Four astronauts were tethered to their SpaceX Crew Dragon capsule, separated from the International Space Station, and crashed into the Gulf of Mexico Sunday for a pre-dawn splash, ending the maiden voyage of SpaceX’s futuristic touchscreen ferry.
Crew 1 Commander Michael Hopkins and NASA astronauts Victor Glover and Shannon Walker and Japanese astronaut Soichi Noguchi At 8:35 PM, the station was disconnected from the Harmony capsule port facing space. Saturday Eastern Time.
That was only the second water test landing for NASA’s commercial space shuttle crew, and it was only the third night landing in space history, the first landing in nearly 45 years.
But Crew Dragon ran a textbook, returned to Earth, went out of orbit, deployed four large parachutes, and set up at 2:56 a.m. in a soft landing south of Panama City, Florida, which ended in 168 days in 2688. The two-orbit mission was launched in November last year.

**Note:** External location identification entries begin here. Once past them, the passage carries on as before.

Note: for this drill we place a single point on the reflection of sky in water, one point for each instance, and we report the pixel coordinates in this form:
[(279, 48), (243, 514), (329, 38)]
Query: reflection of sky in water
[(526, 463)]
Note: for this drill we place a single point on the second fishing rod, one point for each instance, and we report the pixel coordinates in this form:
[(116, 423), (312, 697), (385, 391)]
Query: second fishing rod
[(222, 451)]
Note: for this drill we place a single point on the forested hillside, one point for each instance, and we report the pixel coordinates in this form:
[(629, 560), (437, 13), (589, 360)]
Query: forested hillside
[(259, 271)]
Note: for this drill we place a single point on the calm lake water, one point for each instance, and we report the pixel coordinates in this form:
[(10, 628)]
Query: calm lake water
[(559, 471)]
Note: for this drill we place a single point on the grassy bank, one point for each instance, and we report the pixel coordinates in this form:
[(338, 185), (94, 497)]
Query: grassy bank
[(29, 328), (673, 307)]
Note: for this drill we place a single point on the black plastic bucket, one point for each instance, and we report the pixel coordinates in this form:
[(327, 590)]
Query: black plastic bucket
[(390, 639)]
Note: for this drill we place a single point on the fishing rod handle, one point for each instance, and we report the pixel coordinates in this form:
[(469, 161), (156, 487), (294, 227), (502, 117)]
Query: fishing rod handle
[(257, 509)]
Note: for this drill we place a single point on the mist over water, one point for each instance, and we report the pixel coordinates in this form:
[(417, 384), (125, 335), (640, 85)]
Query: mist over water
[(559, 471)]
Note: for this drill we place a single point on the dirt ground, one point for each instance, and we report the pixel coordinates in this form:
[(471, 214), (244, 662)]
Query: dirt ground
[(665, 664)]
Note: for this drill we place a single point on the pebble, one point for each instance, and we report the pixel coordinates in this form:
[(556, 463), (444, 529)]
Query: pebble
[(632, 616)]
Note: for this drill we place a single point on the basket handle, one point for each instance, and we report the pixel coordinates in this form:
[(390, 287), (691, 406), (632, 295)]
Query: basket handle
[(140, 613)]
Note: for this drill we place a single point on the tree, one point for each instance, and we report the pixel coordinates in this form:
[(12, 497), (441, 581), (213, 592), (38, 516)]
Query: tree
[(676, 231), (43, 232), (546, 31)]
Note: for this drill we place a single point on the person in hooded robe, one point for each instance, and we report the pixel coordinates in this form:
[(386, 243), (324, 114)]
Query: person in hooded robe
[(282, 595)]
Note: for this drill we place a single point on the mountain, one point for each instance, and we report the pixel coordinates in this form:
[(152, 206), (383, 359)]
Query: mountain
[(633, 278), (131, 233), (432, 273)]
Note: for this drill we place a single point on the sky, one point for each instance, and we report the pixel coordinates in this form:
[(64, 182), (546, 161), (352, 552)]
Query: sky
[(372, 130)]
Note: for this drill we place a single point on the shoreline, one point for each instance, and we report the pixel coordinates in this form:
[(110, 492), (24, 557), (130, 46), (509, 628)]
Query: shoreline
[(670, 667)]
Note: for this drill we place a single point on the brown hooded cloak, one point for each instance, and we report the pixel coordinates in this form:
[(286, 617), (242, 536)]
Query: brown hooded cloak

The company’s capsule correspondent relayed: “Long, on behalf of the NASA and SpaceX teams, we welcome you back to Earth and thank you for flying with SpaceX.” “For those who participate in our frequent flyer program, come here. He said this trip earned 68 million miles.”
Hopkins replied, “It’s good to be back on Earth.” “Then we will accept those miles. Are they transferable?”
“There are dragons. We must refer him to our marketing department for this policy.”
Despite landing every night, NASA’s WB-57 tracking plane is still able to pass through densely packed space capsules. Capture the spectacular infrared scene. The lower atmosphere and chamber of the SpaceX recovery ship show the moment of the splash.